PERSONAL DATA: Professional emails sent and received by an employee constitute personal data which the employer must communicate to them upon request.
An employee suspected of moral harassment was dismissed following the conclusions of an internal investigation conducted in this respect. He challenged the legitimacy of his dismissal, arguing in particular that the employer had not communicated to him certain emails sent or received in the context of performing his employment contract. The Court of Appeal accepted this argument and ordered the employer to pay damages, noting that the latter had refrained from forwarding these elements from the employee’s professional mailbox without providing any legitimate reason. The Cour de Cassation confirmed this analysis and, referring to Articles 4 and 15 of the GDPR, held that “emails sent or received by the employee using their professional email account are personal data” and the failure to provide them, without legitimate reason, caused prejudice to the employee (Cass., Soc., 18 June 2025, No. 23-19.022).

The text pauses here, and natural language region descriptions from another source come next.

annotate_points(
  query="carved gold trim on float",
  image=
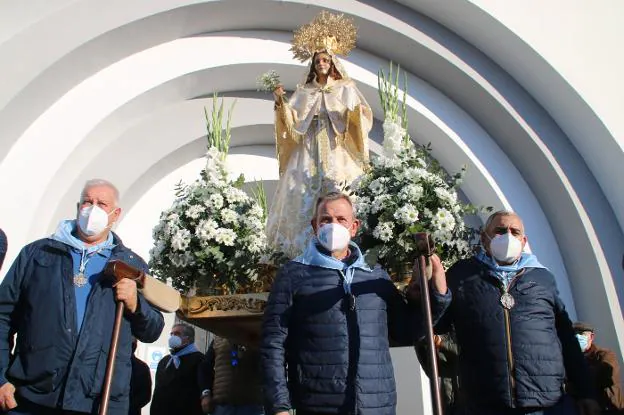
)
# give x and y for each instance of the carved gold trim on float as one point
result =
(224, 305)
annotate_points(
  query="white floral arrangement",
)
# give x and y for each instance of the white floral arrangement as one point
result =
(213, 235)
(405, 192)
(268, 81)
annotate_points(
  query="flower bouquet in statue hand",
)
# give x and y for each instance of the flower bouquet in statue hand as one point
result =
(268, 81)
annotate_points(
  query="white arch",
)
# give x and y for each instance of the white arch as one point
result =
(572, 182)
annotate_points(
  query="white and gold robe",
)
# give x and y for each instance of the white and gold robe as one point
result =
(322, 144)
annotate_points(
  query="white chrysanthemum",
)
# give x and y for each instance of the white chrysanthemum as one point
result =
(229, 216)
(411, 192)
(213, 154)
(256, 210)
(383, 231)
(379, 203)
(225, 236)
(377, 186)
(157, 249)
(443, 220)
(414, 174)
(362, 207)
(234, 195)
(181, 240)
(194, 211)
(206, 229)
(158, 229)
(182, 260)
(407, 214)
(441, 235)
(392, 146)
(446, 195)
(214, 202)
(255, 244)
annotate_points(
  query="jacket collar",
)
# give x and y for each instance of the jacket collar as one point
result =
(62, 239)
(313, 256)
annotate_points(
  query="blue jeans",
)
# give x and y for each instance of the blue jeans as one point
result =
(238, 410)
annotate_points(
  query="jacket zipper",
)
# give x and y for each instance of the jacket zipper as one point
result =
(510, 361)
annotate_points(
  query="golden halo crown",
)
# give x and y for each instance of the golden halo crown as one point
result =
(329, 32)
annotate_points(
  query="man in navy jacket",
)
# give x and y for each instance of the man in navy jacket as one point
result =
(328, 319)
(62, 307)
(516, 341)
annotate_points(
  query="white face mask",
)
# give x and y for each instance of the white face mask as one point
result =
(175, 342)
(93, 220)
(334, 237)
(505, 248)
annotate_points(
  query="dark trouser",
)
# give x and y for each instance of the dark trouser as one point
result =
(25, 407)
(564, 407)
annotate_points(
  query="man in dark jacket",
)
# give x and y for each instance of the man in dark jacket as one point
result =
(604, 370)
(3, 247)
(140, 383)
(62, 307)
(516, 341)
(327, 320)
(177, 390)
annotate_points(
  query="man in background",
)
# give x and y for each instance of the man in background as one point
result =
(604, 370)
(230, 379)
(60, 303)
(176, 390)
(515, 338)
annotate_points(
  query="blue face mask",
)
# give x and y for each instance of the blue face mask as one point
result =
(583, 341)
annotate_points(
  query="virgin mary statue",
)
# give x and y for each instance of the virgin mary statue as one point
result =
(321, 132)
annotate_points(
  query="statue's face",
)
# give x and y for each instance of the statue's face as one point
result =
(322, 63)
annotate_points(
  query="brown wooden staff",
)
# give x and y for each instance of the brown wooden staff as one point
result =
(154, 291)
(424, 246)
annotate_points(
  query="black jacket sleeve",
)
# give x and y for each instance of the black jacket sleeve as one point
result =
(205, 371)
(274, 334)
(3, 246)
(140, 384)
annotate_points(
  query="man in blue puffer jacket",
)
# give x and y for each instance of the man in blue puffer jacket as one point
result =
(516, 341)
(62, 307)
(328, 319)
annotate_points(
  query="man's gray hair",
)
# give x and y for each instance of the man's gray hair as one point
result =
(497, 214)
(97, 183)
(187, 331)
(329, 197)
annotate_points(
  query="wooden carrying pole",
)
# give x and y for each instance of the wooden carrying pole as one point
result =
(424, 246)
(155, 292)
(110, 363)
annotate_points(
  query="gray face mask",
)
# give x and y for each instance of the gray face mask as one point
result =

VERBAL DISMISSAL: Depriving an employee on sick leave of all activities and means of access to the company may constitute verbal dismissal.

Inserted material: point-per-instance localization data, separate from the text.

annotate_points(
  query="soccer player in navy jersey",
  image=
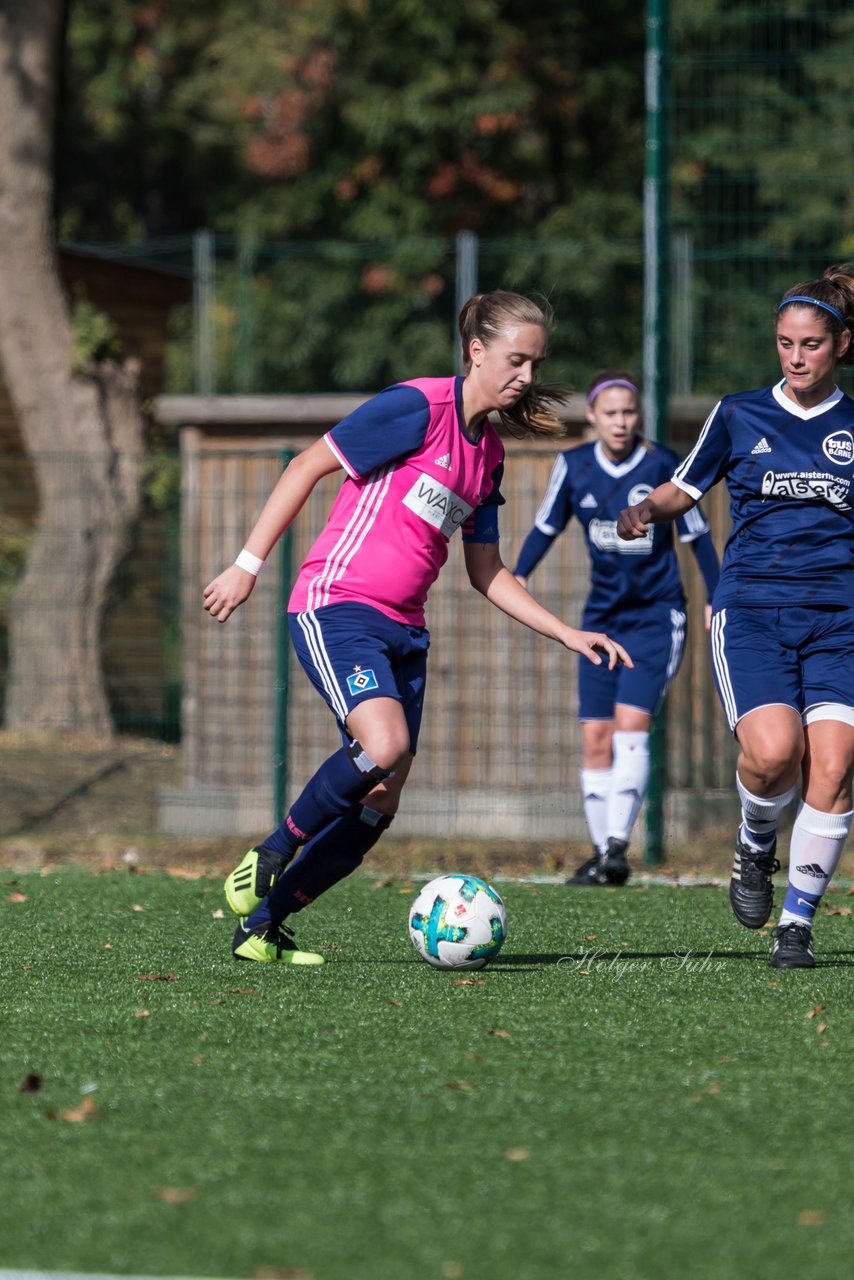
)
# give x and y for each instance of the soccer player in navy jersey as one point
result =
(782, 629)
(635, 592)
(419, 461)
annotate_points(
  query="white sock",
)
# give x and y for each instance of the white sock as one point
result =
(759, 816)
(629, 778)
(596, 787)
(816, 848)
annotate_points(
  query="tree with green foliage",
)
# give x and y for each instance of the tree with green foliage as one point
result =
(342, 144)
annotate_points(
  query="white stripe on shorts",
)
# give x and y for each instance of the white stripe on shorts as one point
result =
(313, 632)
(721, 668)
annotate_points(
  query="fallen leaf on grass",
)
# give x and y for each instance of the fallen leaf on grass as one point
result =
(177, 1194)
(77, 1115)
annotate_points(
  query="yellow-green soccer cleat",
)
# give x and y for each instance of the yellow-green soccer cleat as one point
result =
(269, 945)
(249, 883)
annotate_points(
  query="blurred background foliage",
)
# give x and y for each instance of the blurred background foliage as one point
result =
(336, 149)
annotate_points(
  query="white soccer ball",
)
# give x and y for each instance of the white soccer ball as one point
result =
(457, 922)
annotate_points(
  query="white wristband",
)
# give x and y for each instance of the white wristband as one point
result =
(251, 563)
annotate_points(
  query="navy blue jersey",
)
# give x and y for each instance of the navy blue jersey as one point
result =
(625, 575)
(789, 471)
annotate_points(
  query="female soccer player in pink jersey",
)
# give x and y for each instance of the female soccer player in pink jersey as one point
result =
(420, 460)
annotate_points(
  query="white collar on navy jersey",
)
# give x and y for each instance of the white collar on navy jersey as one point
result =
(795, 410)
(619, 469)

Following an occupational accident, an employee was placed on sick leave. The employer subsequently removed his company vehicle, access badges, and professional files. Considering that he had been verbally dismissed, the employee brought a claim before the labor court. The Cour de Cassation ruled that the simultaneous removal of the vehicle, badges, and files indeed constituted a unilateral, final, and unequivocal decision by the employer to terminate the employment contract, thus amounting to a verbal dismissal. Consequently, under Article L.1232-6 of the Labor Code, “the dismissal is necessarily without real and serious cause” (Cass., Soc., 11 June 2025, No. 23-21.819).
DISCIPLINARY PROCEDURE: A four-day period between the summons and the preliminary interview for a disciplinary sanction is sufficient.

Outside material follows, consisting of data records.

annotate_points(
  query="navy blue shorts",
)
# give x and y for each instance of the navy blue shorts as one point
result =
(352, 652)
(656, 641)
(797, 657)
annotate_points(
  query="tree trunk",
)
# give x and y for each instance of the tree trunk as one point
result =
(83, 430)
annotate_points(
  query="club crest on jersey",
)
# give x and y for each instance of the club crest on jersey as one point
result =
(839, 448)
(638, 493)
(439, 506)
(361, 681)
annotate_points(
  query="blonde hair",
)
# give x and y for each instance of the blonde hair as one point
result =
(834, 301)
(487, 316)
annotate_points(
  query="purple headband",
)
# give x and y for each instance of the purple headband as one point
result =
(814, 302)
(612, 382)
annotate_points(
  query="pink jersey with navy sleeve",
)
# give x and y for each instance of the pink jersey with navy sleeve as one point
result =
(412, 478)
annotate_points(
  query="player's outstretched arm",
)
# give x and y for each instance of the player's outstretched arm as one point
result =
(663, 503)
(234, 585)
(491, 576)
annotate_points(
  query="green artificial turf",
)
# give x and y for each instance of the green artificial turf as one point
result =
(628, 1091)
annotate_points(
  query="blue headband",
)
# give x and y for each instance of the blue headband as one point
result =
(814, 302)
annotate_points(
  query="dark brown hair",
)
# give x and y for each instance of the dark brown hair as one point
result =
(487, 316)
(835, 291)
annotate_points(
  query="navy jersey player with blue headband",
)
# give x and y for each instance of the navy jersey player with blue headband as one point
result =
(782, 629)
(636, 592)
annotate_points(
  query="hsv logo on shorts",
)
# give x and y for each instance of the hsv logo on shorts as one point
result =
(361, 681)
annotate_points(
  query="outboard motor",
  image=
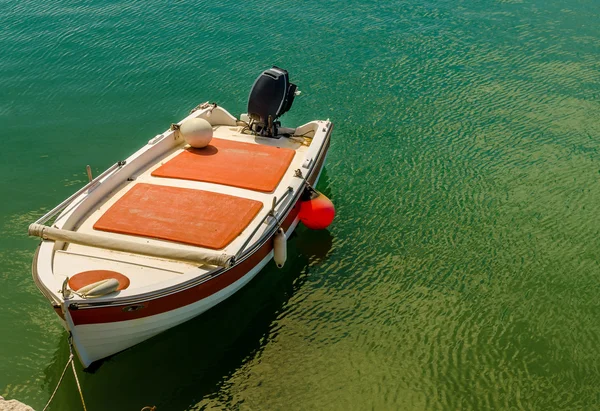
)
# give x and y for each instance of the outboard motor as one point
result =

By letter dated 19 February 2019, an employee was summoned to a preliminary interview scheduled for 27 February, which was then postponed. A new summons was sent by letter dated 27 February and received on 2 March, for an interview scheduled for 6 March. Following this interview, the employer notified the employee of a disciplinary suspension on 11 March 2019. On 6 June 2019, the employee brought a claim before the labor court, seeking, among other things, the annulment of the disciplinary sanction. The Cour de Cassation ruled that “although statutory provisions do not provide for a minimum period between the summons and the preliminary interview for a disciplinary sanction other than dismissal, the employee must be informed sufficiently in advance of the time and purpose of the interview in order to organize their defense.” In this case, the procedure was deemed compliant, since the employee had four days to prepare his defense, was aware of the reasons for the interview, of the fact that a disciplinary sanction was contemplated, and of the possibility of being assisted (Cass., Soc. 4 June 2025, No. 23-18.578).